This might be a silly question but: Why is it so hard to use? What made cloudera not see how difficult their product was to use and invest in fixing that? It appears to have costed them the market, yes?
> Why is it so hard to use? What made cloudera not see how difficult their product was to use and invest in fixing that?
It is packaged open source software, from multiple projects (some of which are financed by Cloudera) all of which release at different paces.
And distributed systems are really hard to get right. There are lots of knobs to tune, all of which are needed in some circumstances, but.. there are lots of things to go wrong.

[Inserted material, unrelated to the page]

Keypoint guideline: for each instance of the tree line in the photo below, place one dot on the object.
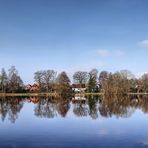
(120, 82)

> It appears to have costed them the market, yes?
Cloudera is probably the market leader for on-prem Hadoop clusters.
This is a big market (even now - lots of defence clients who have issues with cloud).
But generally this market is getting eaten by Cloud SAAS products.
TL DR: Distributed system is hard, and Hadoop cluster are not really designed for a dynamic environment.
There are as probably as many services running inside a Hadoop clusters as a Micro Service meshes, except:
* The services can be huge: HDFS Namenode can takes hundreds GB of RAM, hours to start up in a multi PB cluster. Updating configuration requires restarting, so it is a huge pain if you care about zero downtime.
* The services are often bound to host and can not be easily migrated to other hosts.
* The communication interfaces between services are not well-defined: Hive Metastore, for example, didn't have a formal protocol documentation for a long time, yet everything depends on it to store metadata (I'm not even sure if they have the protocol now). As a result, services are often tightly coupled: you need everything to be compiled with the same libraries version, or stuffs might not work correctly. Furthermore, due to dynamic code loading, issues might not surface until days later - in the middle of the night, making life miserable for everyone.